Après Rambo Solo en 2009, le Nature Theater of Oklahoma revient au FTA pour présenter le premier volet d’un ambitieux projet qui devrait se prolonger jusqu’en 2020. Créé à Vienne en 2009, Life and Times, Episode 1 est le premier de dix épisodes qui reposent sur un enregistrement téléphonique de 16 heures où Kristin Worrall – membre du collectif – raconte sa vie. "On a été interpellé par le potentiel créatif d’une simple question: "Can you tell me your life story?" [Pourrais-tu me raconter l’histoire de ta vie?] L’énormité de la réponse à notre question exigeait une réplique correspondante", explique Kelly Copper, qui codirige la compagnie avec son compagnon Pavol Liṧka. Qualifié de "off-off-Broadway", leur théâtre fait éclater ses formes, interroge les limites de la théâtralité et la perception de la réalité.

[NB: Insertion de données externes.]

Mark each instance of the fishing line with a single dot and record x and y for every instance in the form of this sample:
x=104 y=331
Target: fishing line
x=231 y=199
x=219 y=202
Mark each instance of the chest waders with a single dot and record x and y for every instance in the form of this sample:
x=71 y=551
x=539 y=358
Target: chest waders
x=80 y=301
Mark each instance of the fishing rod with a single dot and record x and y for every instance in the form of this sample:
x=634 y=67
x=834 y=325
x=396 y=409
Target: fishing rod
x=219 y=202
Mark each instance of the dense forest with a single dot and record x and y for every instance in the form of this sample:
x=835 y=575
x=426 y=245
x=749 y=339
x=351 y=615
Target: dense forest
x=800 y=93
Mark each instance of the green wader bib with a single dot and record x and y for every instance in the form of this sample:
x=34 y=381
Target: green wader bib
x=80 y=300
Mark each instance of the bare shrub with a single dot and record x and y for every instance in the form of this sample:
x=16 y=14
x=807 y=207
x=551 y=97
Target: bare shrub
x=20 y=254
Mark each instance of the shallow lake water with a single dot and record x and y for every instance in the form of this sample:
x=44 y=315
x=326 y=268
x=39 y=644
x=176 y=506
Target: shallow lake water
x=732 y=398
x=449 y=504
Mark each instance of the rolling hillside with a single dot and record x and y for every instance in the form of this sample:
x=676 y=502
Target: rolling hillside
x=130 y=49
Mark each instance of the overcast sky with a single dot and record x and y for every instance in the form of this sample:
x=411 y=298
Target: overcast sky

Le récit, interprété par six performeurs, est d’ailleurs ponctué des hésitations et digressions de l’interlocutrice. "Nous nous intéressons au langage qui ne trouve habituellement pas sa place au théâtre. Les mots sont projetés en sous-titres, alors il y a une représentation visuelle de ce qui, d’ordinaire, n’est pas retranscrit ou visible, souligne la metteure en scène. C’est intéressant comme la pensée est fragmentée. Nous ne parlons jamais en phrases complètes. Ces trous dans le langage sont fascinants. Ils génèrent leur propre sens."
Pour théâtraliser un matériau non théâtral, les deux concepteurs ont ainsi plongé dans une forme jusqu’alors inexplorée pour eux: la comédie musicale réglée au millimètre près. "Quand on a commencé, les membres de la distribution avaient pour la plupart peu d’habiletés musicales. Ils ont dû apprendre. Et l’acteur Robert Johanson — qui a écrit les chansons à partir d’un ukulélé — n’avait jamais écrit d’opéra ou de musical auparavant. La contrainte formelle nous a poussés à élever un matériau "de tous les jours" et à le sortir de son contexte habituel."
La scénographie et les accessoires s’inspirent quant à eux de l’art constructiviste russe, plus particulièrement de Kasimir Malevitch qui a créé le Carré rouge dans les années 20. "Pavol a aussi été grandement influencé par les mass spectacles auxquels il participait enfant en Tchécoslovaquie. Les balles, les rondelles et carrés de papier étaient employés dans plusieurs spectacles communistes des années 70", énonce Kelly Copper, qui travaille déjà avec sa troupe sur les épisodes suivants, qui exigent d’autres traitements particuliers (danse, film, installation…).